Come with me on a very brief journey-
The NBA Finals recently ended and I watched these athletes as they made decisions in split-second time. I marveled how easily they seemed to just know where their teammates were on the floor as well as their opponents. Their decision-making seemed effortless as they passed, went to the hoop, etc. While watching I went back to my own competitive days as a figure skater and the hours of training I invested to make good decisions and also appear effortless.
Then it became clear – it was hours of learning what to pay attention to and what not to. It was hours of experimenting and testing and never ruling out anything until proven worthy of extinction. It starts and ends with being uncomfortable. Who could be comfortable the first few times guarding a Dwayne Wade or jumping in the air, doing 3 revolutions and landing on one thin blade?
Relentless and fearless curiosity and experimentation gets us out of our comfort zone and that leads to change and development.
So you ask what does this have to do with TMI?

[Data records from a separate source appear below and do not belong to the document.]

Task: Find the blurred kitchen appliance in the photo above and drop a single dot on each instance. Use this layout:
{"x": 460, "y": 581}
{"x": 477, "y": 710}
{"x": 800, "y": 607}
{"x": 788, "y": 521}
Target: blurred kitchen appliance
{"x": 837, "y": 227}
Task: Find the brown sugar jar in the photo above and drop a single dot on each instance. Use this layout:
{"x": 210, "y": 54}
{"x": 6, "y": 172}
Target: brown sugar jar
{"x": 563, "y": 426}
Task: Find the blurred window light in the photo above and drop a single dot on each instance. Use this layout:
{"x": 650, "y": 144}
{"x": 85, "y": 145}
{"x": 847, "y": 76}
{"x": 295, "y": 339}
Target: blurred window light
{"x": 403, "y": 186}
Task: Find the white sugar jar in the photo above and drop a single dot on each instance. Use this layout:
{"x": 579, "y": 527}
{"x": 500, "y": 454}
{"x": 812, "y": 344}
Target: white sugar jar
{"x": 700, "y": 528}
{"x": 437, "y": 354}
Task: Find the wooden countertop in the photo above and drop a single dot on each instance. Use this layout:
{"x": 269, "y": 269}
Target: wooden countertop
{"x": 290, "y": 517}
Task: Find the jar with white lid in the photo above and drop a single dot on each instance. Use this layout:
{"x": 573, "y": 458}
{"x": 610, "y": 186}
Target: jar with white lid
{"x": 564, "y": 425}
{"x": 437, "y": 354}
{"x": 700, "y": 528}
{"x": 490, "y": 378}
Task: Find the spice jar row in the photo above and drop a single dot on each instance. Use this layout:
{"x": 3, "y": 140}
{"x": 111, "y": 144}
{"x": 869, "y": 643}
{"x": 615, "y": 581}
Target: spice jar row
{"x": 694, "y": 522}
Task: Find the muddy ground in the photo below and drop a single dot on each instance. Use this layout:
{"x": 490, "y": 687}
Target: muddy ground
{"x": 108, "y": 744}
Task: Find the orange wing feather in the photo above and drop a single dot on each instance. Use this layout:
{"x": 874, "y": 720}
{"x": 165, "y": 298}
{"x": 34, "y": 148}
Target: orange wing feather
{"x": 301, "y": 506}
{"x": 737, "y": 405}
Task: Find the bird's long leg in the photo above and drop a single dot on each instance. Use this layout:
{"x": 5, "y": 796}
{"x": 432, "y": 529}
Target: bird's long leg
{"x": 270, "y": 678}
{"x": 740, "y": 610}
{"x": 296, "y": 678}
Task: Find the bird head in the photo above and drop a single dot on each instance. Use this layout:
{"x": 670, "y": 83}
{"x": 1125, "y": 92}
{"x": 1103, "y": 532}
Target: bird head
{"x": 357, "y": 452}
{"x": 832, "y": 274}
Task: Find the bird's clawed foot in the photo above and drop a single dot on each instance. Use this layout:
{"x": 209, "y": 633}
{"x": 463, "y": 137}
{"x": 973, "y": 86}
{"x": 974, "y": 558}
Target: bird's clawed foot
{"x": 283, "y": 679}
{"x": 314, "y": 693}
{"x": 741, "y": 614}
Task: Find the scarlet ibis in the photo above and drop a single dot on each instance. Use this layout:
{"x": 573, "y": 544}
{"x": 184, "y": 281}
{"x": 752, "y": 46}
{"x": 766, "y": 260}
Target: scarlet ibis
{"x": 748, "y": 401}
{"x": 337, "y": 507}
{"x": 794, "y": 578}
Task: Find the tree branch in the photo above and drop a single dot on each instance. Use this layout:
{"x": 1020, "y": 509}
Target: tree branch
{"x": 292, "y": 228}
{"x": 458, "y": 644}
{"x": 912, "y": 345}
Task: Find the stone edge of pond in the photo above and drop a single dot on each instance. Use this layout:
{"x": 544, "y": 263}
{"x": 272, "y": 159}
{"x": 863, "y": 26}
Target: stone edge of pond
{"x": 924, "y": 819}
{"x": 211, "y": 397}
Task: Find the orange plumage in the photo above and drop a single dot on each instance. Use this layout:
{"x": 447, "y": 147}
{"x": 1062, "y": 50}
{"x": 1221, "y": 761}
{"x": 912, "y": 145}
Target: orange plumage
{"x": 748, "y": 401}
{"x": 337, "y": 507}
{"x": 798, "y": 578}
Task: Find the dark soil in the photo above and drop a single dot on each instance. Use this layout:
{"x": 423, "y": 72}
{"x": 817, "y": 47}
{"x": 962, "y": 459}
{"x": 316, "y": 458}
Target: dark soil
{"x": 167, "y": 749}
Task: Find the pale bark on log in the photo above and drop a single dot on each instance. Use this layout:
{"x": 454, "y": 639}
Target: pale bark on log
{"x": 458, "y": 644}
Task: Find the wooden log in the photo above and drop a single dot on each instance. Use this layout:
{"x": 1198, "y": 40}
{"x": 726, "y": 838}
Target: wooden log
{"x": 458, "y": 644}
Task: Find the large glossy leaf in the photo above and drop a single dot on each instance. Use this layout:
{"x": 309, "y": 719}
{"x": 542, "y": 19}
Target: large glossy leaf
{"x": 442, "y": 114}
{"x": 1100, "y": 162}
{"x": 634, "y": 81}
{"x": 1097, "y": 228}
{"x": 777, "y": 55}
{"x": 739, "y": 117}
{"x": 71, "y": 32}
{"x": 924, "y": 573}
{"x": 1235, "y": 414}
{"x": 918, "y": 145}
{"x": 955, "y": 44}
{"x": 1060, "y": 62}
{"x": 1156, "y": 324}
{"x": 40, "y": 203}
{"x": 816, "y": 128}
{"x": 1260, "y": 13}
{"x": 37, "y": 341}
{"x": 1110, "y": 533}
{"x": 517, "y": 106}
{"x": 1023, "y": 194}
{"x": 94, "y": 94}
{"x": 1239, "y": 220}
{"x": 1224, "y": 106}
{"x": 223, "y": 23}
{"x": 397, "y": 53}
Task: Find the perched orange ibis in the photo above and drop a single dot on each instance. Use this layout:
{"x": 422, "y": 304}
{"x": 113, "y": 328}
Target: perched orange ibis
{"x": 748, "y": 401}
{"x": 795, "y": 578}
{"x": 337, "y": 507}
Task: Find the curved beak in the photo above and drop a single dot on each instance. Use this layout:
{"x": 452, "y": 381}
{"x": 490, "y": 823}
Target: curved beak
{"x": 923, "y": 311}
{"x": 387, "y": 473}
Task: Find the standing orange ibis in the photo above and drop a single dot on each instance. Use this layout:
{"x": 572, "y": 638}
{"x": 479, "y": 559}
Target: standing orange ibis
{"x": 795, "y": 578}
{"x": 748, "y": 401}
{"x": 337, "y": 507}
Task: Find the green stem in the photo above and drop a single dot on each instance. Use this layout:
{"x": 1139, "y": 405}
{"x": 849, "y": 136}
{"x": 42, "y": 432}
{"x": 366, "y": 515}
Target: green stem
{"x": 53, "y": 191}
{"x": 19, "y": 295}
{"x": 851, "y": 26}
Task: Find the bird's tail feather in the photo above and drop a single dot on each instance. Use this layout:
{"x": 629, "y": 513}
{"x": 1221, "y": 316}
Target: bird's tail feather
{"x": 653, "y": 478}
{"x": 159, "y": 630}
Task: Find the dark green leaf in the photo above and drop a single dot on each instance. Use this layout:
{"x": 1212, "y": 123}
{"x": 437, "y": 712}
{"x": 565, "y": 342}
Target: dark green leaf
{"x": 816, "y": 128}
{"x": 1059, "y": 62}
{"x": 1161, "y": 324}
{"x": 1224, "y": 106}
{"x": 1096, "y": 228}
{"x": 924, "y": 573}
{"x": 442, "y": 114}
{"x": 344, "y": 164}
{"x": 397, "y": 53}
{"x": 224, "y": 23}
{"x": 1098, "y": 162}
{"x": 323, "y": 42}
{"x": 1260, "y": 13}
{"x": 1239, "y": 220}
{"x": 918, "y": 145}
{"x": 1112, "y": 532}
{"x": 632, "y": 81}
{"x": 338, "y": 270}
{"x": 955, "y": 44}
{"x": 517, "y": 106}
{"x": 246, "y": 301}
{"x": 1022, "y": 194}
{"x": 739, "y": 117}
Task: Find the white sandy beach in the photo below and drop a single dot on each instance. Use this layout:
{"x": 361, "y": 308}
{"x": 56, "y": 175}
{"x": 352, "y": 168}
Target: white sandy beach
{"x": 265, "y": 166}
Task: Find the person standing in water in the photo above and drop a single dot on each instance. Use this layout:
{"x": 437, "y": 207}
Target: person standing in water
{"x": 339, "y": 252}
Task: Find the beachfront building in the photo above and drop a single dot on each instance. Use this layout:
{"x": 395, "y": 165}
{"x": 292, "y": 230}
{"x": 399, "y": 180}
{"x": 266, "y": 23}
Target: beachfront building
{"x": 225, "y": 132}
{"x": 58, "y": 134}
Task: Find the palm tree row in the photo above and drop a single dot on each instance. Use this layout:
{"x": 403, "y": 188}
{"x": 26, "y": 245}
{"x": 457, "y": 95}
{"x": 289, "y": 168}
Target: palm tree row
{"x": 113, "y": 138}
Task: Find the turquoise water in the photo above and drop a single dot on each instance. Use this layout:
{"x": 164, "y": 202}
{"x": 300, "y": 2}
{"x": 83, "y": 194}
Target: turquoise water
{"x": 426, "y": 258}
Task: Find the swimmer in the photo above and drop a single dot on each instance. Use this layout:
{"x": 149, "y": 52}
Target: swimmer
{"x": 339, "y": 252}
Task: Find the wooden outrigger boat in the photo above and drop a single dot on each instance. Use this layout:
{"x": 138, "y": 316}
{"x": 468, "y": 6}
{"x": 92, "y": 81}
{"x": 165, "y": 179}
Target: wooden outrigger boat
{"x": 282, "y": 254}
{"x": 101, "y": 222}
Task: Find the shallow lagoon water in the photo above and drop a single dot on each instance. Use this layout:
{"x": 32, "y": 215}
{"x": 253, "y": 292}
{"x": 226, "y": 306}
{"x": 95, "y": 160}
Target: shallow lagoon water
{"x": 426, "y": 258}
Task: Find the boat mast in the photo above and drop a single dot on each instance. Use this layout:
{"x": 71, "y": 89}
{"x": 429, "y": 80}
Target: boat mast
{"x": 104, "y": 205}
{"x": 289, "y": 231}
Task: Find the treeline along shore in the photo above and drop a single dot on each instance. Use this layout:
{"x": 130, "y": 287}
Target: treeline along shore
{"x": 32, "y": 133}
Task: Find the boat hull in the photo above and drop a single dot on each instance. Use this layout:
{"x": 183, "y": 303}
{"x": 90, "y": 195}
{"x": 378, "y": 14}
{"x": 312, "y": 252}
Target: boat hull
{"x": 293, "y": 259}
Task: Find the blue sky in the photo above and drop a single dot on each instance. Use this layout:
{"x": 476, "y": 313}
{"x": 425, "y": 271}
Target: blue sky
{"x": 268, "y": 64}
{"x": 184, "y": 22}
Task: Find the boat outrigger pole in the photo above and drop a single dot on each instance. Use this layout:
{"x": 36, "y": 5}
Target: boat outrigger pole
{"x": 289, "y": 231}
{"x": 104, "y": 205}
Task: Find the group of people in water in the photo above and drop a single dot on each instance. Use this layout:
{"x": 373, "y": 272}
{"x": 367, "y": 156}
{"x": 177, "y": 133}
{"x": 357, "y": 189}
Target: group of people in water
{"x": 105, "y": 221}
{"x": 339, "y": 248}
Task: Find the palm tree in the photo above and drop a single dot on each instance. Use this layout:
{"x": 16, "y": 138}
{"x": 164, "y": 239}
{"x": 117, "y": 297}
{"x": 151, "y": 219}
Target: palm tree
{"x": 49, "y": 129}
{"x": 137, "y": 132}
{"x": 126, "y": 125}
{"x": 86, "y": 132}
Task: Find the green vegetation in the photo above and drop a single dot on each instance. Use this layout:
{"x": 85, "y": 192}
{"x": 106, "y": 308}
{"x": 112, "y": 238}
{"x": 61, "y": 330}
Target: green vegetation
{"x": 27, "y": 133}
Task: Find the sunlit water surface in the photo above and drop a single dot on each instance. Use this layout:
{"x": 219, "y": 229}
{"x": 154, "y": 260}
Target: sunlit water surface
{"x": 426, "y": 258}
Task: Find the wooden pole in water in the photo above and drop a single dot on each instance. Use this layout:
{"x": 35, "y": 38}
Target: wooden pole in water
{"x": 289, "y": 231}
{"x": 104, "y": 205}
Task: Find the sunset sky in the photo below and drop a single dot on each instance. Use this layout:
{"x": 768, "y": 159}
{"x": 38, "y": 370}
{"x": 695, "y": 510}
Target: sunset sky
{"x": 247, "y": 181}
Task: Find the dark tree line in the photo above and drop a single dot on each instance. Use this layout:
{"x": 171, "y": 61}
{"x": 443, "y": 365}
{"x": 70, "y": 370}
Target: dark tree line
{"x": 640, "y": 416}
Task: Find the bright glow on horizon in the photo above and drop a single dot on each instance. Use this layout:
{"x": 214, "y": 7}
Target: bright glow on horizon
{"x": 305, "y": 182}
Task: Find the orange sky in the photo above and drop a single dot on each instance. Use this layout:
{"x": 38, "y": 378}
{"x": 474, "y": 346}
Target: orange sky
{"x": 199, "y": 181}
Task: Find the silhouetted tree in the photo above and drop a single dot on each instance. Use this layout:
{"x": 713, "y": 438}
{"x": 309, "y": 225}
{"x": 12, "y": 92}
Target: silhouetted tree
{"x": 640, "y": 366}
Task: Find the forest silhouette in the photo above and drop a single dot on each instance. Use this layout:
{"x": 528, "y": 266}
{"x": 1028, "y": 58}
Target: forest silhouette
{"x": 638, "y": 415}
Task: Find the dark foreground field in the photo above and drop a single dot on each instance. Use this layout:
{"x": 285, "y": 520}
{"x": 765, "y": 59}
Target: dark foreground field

Is your information delivered to command attention like a Dwayne Wade or a Michelle Kwan? Do you appear effortless because you have trained yourself as an athlete in your craft as a television sales person or manager? Have you forced yourself to be uncomfortable most of the time so your customers can be comfortable? The emails you write, the voicemails you leave, the memos you distribute, the proposals you deliver? Do they ignite curiosity and leave us yearning for more of you because it feels effortless?
If you embrace being uncomfortable so we can be comfortable with you – well, we will happily receive your information and that will make you remark-able.
– Posted on Jun 18, 2012 by Margie Albert
My husband and I are both small business owners and we often compare our days with each other. We spend a lot of time laughing and shaking our heads. You know why?
Most salespeople call on us to solve their problem which is making their goals! It isn’t about us, the customer. It’s about them!
Trust me; we are no different from your advertisers. We can smell insincerity a mile away. Nicely camouflaged by asking a few questions from a canned CNA doesn’t fool anyone.
Here are some ways you can demonstrate your concern about us and get our attention (Do all of this before you call us):
- Visit our website and read it – every bit of it
- Visit LinkedIn to learn more about us
- Check to see if we are on facebook and twitter
- Review our competition – who they are, what do they differently?
- What are our industry trends? Growing? Shifting?
- Who are our customers and how are they consuming media?
- What’s happening in our market that could affect us?
- What is our uniqueness within our niche (not your uniqueness, ours!)?
- In 15 seconds or less, tell us one compelling reason (from our point of view, not yours) why we should listen to you.
If you don’t really care about us please don’t call us. When you care enough to send your very best – PLEASE give us a call. You will be remark-able.
– Posted on Jun 13, 2012 by Margie Albert
Listening may be the hardest thing we do. There is so much inner noise. Noise to determine how we can win, noise to say something clever in return, noise to ask the next question, noise to solve problems quickly, noise that distracts us constantly from listening.
How do we quiet the noise? Here are a few methods I am practicing:
- Stop thinking – just focus on the other person, customer.
- Look directly at the person talking. No eye wondering.
- When I feel like I’m wondering I literally pinch my wrist. Sounds crazy but try it.
- No note taking while someone is talking. If I have to write something it must be only a word or two and I force myself not to look at the paper or my iPad. Eyes fixed on them at all times.
- Repeat what they said…if you can’t you weren’t listening.
- Stop needing to win or be first.
- Stop needing to solve immediately. Take time to think. Seems like I come up with much better ideas when I do this (what a surprise!).
- If it is an interview or fact finding meeting with a client I am prepared and know my stuff. No pre-written questions, they are in my head. Keeps me from referring away from the person talking. Yes, that takes work and preparation.
- Practice, practice, practice!
When you are prepared and able to focus on customer success (or whomever you are conversing with) the internal noise calms and we are open to actively listening. I’m working on this every day. Join me? It is amazing what we can learn from each other to make us even more remark-able.